Example: The world per capita petroleum production in 1999 is less than half a gallon per person per day, while in the U.S. we consume more than four times as much. In Scientific American for March 1998 two petroleum geologists write that we can expect world petroleum production to peak before the year 2010. My own analysis confirms this. When this peak occurs, petroleum production will start its inevitable decline toward zero, but we will be faced with a growing world population and a growing per capita demand for petroleum. This decline can be expected to trigger a major escalation of petroleum prices. (Crude oil prices doubled in the first 6 months of 1999.) What would big increases of gasoline prices do to tourism, transportation, trade, commerce, and to the economy of Colorado?

Colorado and Y6B

We can't urge other countries to stop their population growth if we don't act to stop our own population growth. Yet population growth in Colorado is actively promoted by our leaders even though our Colorado population growth rate is about 2% per year. (This matches the growth rate of some of the underdeveloped nations to which the U.S. sends family planning assistance.) There is a shortage of labor at all levels in Colorado, yet we see continuing vigorous and successful efforts to bring more in more employers to exacerbate the shortages. We also see prominent advocacy of efforts to bring more unskilled people to Colorado to work at slave wages to to the "grunt" work of our increasingly elite society.

The cost of growth

Costs of population growth in Colorado range from the necessary big tax increases which tend to displace the fixed-income elderly, to crowded schools, poor phone service, traffic congestion, road rage, anti-social behavior, the loss of agriculture, down to the annoyance of having to dial the three-digit area code with every local phone call. The greatest cost of growth is the loss of freedoms and democracy. In 1950 Boulder had a population of 20,000 and had 9 members on the City Council. In 1999 the population is approaching 100,000 and there are still 9 members on the City Council. For the average citizen, democracy in Boulder has been diluted by a factor of five in just 49 years! Isaac Asimov was correct when he wrote: "Democracy cannot survive overpopulation."

Prescribing Aspirin for cancer

Growth during maturity is either obesity or cancer. As subdivisions metastasize throughout the Front Range, more and more Colorado citizens are speaking out about the many ways in which the continued population growth is destroying our treasured way of life. Yet our leaders never identify population growth as the fundamental cause of all of our problems; they just prescribe aspirin (such as more highways) to try to ease the pain. When confronted with the need to appear to be doing something about the ravages of continued population growth, our leaders have latched onto the concept of "Smart Growth." Whether new developments are smart or dumb, they will destroy parts of the environment. Smart growth just destroys the environment with good taste.

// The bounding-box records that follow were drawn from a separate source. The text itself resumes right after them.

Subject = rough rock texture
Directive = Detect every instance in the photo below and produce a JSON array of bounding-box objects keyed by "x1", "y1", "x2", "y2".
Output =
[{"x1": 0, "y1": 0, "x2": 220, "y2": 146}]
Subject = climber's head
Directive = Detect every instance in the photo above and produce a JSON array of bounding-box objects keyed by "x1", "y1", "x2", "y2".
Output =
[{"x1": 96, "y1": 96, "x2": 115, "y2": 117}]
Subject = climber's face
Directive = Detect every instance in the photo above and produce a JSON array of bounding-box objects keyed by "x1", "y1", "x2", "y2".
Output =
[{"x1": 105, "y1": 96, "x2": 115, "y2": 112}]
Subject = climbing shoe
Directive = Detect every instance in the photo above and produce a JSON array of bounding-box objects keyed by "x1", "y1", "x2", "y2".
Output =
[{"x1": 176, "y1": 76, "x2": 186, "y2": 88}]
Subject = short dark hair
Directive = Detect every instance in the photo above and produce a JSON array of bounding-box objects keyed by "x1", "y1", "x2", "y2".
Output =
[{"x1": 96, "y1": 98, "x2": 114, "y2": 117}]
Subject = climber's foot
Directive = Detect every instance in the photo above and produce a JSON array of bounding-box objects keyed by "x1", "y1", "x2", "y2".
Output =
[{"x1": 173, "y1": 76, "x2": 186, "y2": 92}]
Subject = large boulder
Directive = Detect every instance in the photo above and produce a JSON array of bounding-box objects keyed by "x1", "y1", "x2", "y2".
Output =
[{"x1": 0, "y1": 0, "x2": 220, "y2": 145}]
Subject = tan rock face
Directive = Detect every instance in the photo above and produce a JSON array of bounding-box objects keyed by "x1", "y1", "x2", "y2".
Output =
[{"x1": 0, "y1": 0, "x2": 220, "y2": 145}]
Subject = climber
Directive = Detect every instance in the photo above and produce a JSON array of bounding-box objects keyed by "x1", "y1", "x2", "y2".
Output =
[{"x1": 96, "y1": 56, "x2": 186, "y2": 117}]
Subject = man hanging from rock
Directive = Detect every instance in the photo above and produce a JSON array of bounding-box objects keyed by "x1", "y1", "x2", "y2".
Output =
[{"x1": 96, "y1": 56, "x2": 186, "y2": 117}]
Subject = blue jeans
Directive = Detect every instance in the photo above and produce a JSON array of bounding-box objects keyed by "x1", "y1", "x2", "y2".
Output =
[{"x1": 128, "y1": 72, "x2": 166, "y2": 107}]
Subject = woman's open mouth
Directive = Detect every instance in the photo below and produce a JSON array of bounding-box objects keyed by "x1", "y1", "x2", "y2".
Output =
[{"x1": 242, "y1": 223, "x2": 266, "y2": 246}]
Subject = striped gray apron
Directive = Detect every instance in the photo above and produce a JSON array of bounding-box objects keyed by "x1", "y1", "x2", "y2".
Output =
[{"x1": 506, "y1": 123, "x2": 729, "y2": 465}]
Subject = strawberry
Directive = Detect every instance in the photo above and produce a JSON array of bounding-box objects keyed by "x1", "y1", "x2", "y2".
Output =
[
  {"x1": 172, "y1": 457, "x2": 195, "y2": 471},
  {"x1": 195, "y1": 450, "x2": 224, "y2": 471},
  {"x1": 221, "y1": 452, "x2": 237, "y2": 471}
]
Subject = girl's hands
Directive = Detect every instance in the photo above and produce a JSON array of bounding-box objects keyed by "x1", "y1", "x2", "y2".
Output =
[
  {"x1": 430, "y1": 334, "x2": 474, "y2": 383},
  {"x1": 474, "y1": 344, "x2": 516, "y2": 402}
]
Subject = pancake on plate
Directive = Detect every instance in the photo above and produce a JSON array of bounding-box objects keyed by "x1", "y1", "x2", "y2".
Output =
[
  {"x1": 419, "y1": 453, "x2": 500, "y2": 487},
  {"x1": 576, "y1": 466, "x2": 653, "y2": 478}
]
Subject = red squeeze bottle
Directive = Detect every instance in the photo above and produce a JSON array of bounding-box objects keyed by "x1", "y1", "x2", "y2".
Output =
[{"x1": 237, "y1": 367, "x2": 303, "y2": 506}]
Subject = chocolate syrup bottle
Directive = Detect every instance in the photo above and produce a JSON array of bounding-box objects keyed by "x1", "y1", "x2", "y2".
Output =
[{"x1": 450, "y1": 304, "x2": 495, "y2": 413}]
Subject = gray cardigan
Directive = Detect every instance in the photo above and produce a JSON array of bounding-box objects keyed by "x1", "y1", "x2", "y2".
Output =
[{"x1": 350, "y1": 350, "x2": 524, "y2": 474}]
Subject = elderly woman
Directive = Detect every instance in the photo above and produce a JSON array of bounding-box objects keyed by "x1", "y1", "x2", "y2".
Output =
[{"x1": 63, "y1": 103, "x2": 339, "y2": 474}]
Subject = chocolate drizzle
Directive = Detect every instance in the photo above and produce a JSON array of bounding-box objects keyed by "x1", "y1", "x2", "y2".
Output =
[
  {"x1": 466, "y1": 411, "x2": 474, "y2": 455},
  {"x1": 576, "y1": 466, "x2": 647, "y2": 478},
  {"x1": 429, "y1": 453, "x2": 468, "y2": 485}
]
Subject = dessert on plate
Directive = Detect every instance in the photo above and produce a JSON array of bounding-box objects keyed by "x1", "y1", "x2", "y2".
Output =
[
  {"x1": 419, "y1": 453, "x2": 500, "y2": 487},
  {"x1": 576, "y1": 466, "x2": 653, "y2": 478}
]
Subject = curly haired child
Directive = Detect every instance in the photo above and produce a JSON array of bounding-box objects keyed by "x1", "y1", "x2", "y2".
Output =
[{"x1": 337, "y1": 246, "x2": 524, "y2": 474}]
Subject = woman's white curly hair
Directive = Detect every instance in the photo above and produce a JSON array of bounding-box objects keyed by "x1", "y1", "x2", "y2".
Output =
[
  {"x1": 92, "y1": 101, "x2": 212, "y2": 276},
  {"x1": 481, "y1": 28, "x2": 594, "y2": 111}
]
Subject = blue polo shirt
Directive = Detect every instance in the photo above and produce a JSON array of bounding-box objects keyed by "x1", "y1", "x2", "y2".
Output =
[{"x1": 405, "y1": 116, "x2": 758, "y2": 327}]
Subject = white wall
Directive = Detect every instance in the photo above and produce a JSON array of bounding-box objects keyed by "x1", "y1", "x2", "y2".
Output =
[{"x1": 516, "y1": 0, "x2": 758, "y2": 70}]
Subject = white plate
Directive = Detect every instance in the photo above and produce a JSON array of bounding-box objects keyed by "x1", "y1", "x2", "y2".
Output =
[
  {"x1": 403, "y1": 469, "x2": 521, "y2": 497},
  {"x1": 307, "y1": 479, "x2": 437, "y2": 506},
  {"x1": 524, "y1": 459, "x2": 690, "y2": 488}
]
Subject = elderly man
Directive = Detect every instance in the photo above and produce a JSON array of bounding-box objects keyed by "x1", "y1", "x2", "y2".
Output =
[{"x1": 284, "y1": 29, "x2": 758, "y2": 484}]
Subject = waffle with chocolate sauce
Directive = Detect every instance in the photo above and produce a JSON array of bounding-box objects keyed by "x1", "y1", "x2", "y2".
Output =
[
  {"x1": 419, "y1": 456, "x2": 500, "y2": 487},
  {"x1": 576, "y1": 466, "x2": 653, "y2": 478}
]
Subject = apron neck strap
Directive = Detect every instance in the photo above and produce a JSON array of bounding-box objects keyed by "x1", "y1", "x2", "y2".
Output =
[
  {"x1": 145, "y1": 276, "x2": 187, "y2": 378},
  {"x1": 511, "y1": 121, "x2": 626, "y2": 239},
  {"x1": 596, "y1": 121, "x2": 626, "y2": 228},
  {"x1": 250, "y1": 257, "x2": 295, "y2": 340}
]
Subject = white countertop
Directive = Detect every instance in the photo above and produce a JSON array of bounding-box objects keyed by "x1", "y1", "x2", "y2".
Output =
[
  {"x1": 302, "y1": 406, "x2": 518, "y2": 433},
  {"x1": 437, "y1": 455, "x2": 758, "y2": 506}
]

Colorado and the First Law of Sustainability

Many people frequently recite the word "sustainable" as though saying the word often enough will solve our problems. We need to know the First Law of Sustainability: "Population growth and/or growth in the rates of consumption of resources cannot be sustained."

Let's increase our efforts to educate our leaders to the facts of sustainability and to the fact that growing numbers of Colorado's citizens want to get Colorado off the present destructive path of population growth so we can focus our efforts on making Colorado truly sustainable.